La culture du souci est un puzzle
Ces dernières années, la fondation Diakoniewerk Neumünster a mené différents projets et études, comme un atelier sur l'avenir, une étude sur la solitude, un projet d'assistance à l'habitat (centre d'accueil) et, depuis 2022, le projet "Soins à domicile". Conclusion : la mise en place d'une culture du soin est un puzzle de nombreux domaines tels que la mise en réseau, le travail interprofessionnel, la gestion de cas, la participation ou l'aide aux voisins.
Mme Pfister Lipp a souligné le grand potentiel des communautés, car elles véhiculent l'exigence morale fondamentale de prendre soin les uns des autres. Alors qu'elles remettent en question les structures classiques, elles renforcent l'efficacité personnelle et luttent contre la solitude. "Il y a là un grand potentiel social et de grands espoirs", a-t-elle déclaré.
Vision oui, yeux bleus non
Parallèlement, les obstacles sont nombreux. Là encore, nous n'en citerons que quelques-uns, comme la "crise des soins" croissante dans la société, l'écart entre l'offre et la demande et le fait que les communautés ont également le pouvoir d'exclure des personnes.
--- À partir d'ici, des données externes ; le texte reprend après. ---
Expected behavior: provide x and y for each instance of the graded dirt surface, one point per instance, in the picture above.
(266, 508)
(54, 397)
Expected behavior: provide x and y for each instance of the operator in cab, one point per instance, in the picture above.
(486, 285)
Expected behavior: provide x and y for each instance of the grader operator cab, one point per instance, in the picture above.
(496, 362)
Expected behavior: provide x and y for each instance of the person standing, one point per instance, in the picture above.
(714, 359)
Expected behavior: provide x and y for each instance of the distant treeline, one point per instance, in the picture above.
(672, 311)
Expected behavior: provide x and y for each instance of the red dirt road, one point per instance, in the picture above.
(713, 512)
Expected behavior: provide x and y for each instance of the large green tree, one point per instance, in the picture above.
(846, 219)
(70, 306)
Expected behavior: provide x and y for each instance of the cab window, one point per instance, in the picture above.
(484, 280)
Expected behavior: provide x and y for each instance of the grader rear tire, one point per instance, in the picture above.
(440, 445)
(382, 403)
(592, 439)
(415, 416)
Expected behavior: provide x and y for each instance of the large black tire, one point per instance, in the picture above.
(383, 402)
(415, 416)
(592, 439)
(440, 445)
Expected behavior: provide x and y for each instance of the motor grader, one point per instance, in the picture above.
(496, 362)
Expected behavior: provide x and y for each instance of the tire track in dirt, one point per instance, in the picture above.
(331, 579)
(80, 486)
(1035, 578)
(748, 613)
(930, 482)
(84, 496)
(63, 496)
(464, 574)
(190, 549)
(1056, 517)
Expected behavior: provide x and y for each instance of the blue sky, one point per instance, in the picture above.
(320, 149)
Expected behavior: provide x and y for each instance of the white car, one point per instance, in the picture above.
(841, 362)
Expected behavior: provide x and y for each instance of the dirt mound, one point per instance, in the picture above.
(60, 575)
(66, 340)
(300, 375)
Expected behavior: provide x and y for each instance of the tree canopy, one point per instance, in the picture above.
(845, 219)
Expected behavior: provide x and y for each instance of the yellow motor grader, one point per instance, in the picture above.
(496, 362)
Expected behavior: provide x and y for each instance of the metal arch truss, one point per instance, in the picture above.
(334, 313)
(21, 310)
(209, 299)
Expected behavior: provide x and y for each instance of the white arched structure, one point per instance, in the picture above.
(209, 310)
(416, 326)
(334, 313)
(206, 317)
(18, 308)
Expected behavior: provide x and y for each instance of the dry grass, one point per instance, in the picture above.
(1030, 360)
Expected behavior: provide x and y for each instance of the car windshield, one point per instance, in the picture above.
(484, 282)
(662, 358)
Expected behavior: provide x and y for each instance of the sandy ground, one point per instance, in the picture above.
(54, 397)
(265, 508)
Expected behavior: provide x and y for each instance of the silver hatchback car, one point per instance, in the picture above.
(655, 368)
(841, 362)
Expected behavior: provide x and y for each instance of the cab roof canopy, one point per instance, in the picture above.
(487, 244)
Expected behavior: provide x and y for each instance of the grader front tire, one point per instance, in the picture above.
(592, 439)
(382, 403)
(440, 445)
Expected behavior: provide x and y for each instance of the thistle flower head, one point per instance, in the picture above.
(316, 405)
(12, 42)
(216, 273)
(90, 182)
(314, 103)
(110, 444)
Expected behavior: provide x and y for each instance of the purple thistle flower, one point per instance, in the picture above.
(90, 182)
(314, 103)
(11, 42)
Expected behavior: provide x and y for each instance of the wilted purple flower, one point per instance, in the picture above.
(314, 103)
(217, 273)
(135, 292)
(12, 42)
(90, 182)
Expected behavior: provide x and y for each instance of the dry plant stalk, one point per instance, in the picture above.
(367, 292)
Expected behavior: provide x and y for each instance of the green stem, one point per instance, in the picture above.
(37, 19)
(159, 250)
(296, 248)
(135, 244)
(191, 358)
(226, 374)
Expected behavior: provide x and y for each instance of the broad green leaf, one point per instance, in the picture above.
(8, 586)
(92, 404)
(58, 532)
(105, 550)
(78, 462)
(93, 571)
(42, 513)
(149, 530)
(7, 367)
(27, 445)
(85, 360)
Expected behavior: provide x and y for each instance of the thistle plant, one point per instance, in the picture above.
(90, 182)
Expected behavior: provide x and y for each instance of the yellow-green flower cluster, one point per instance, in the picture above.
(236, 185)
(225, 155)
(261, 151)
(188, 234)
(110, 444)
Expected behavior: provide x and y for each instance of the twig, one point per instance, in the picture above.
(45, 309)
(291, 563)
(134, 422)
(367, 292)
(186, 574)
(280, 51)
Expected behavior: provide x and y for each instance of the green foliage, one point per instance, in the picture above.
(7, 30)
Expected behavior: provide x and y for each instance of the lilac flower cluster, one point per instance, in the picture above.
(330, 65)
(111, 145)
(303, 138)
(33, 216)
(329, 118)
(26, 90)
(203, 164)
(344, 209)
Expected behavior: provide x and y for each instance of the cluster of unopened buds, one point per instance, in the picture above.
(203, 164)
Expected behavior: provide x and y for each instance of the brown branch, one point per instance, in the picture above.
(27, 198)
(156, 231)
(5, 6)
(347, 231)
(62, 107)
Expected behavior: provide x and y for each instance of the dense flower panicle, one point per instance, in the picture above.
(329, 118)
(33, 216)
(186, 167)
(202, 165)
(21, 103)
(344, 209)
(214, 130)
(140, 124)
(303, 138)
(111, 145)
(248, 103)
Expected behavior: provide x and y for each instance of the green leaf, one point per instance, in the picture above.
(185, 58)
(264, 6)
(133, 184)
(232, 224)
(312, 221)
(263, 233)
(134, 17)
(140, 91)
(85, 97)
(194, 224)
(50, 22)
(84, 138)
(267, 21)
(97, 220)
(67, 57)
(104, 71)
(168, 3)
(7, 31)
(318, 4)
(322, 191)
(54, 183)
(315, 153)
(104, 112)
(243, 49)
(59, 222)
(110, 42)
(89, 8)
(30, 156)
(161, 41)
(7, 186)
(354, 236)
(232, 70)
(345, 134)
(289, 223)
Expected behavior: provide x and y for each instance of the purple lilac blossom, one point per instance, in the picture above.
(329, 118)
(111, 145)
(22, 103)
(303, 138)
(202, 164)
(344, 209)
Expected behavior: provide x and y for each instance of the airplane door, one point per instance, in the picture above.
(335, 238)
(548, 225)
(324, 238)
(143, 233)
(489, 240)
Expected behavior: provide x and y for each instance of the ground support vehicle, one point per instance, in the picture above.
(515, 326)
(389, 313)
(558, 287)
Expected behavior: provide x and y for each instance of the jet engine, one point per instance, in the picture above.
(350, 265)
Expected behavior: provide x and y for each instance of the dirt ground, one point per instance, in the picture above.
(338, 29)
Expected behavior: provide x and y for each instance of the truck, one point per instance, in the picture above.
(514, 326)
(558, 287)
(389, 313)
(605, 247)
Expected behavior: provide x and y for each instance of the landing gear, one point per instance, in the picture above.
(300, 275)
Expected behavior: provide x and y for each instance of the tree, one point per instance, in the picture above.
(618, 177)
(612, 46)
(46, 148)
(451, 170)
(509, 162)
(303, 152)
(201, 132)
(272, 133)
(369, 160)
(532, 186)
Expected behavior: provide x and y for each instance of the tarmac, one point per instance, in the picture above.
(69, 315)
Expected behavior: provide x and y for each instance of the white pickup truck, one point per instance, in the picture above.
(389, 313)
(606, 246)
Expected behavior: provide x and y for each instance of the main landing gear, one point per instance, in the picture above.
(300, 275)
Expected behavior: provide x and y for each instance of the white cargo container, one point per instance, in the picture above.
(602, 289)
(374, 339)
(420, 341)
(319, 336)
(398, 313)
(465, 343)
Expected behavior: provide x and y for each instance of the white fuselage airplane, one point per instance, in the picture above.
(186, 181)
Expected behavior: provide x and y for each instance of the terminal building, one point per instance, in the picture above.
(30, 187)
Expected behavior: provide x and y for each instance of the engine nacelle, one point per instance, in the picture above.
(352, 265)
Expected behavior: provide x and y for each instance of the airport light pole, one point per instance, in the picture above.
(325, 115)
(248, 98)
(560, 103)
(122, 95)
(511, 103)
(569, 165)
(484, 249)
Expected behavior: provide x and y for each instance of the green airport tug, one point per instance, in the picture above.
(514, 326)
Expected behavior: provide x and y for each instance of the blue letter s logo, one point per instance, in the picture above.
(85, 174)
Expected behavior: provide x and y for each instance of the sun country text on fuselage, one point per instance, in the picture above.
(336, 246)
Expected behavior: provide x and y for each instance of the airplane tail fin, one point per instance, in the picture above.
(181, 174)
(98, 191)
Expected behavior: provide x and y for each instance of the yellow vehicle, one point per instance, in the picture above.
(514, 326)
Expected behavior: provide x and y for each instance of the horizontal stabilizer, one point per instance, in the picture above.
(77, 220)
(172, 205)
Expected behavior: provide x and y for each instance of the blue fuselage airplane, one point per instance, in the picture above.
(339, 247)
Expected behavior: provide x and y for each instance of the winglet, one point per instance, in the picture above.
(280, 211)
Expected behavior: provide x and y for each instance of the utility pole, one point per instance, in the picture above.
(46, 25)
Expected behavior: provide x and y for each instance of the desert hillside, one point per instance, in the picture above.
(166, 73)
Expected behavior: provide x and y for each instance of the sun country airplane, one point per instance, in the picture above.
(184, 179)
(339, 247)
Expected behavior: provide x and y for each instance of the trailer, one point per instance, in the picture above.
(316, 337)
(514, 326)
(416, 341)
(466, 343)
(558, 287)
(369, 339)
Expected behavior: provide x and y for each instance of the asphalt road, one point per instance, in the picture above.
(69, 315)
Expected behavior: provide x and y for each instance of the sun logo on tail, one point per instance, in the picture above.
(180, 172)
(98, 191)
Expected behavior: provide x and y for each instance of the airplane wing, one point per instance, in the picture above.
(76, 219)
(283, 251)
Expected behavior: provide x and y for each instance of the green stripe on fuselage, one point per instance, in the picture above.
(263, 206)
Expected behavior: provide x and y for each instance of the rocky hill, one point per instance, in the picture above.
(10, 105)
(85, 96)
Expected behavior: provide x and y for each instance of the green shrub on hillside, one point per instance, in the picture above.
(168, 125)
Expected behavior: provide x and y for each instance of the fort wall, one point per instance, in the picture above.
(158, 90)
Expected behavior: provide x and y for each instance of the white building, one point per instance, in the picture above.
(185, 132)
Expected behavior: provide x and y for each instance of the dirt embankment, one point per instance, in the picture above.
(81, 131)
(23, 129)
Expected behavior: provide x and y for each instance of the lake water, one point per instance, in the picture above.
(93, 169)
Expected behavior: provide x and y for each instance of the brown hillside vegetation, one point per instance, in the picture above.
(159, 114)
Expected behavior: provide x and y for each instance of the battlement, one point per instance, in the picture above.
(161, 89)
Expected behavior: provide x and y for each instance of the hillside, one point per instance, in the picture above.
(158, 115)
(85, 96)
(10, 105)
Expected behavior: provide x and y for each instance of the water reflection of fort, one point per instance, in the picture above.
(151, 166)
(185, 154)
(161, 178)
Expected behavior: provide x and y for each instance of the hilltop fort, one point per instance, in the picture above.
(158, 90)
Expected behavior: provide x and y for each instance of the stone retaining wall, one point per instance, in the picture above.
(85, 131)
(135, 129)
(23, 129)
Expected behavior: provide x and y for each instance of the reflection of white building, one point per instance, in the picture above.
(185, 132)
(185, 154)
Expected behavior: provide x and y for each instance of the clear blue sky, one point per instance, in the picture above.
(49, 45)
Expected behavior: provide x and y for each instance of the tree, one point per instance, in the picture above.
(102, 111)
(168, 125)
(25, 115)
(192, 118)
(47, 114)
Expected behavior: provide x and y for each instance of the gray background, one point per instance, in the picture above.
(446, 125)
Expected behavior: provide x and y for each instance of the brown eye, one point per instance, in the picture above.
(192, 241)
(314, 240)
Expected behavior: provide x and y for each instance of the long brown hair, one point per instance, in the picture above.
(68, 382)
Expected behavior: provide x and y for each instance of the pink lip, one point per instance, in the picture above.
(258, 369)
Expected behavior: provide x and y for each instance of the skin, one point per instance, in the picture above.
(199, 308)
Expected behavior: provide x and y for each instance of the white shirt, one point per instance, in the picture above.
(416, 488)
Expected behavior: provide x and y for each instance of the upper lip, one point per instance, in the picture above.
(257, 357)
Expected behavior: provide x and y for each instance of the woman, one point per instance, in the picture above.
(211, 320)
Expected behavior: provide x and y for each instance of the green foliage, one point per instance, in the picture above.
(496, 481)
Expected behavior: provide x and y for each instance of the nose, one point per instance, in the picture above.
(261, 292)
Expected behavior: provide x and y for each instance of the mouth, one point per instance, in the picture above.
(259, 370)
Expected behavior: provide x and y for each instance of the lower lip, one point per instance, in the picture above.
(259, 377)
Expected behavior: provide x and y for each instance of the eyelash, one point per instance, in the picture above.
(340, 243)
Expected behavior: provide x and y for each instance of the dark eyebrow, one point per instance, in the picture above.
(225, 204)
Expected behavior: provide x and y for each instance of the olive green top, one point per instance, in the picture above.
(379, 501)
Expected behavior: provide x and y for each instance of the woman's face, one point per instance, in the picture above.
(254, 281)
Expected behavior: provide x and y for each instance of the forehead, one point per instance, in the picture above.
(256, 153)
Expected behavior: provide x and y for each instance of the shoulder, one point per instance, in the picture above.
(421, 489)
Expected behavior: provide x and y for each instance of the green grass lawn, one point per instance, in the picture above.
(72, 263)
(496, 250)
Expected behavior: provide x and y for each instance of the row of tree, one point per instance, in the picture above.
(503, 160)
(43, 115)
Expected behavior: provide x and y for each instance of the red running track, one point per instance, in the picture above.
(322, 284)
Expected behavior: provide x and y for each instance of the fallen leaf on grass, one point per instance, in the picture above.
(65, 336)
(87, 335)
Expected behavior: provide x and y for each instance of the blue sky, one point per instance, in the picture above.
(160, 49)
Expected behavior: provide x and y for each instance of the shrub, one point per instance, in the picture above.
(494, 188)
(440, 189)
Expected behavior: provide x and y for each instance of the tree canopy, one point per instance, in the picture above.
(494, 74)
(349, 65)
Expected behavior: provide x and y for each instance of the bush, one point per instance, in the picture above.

Les deux intervenantes ont souligné que les communautés d'entraide ne fonctionnent pas à la place des alliances de travail existantes, mais seulement avec elles. Elles sont réparties sur de nombreuses épaules et doivent également mettre l'accent sur le "gender gap" du travail bénévole : Cette ressource importante ne doit pas être fournie uniquement par des femmes. "Comment faire entrer les hommes dans le bateau et l'économie pour permettre davantage d'engagements bénévoles ?", a demandé Mme Kaspar.
Appel à une attitude intérieure de solidarité
Il s'agit d'un horizon temporel large, pas de quelques années. Pour maintenir l'attention et la motivation à un niveau élevé, il faut célébrer même les plus petits progrès. Enfin, nous avons besoin de spécialistes, de politiques, d'autorités et de personnes privées qui voient leurs tâches plus loin que jusqu'à présent. L'échange entre les expertes a conclu qu'il s'agissait là d'une nouvelle culture : celle de la prise en charge et du soin mutuel.
Informations complémentaires
Le réseau Caring Communities Suisse soutient et renforce le développement de communautés de soins à bas seuil. En tant que communauté ouverte, il donne des impulsions aux bénévoles, aux professionnels et aux représentants politiques dans toutes les phases et tous les domaines de la vie.
Boîte à outils pour la communauté : Modules Communauté de soins
Un ouvrage de référence inspirant pour soutenir la planification, la mise en place et le développement (continu) de communautés soucieuses.
Le Forum suisse des soins intégrés (fmc) remercie les experts pour leurs précieuses contributions.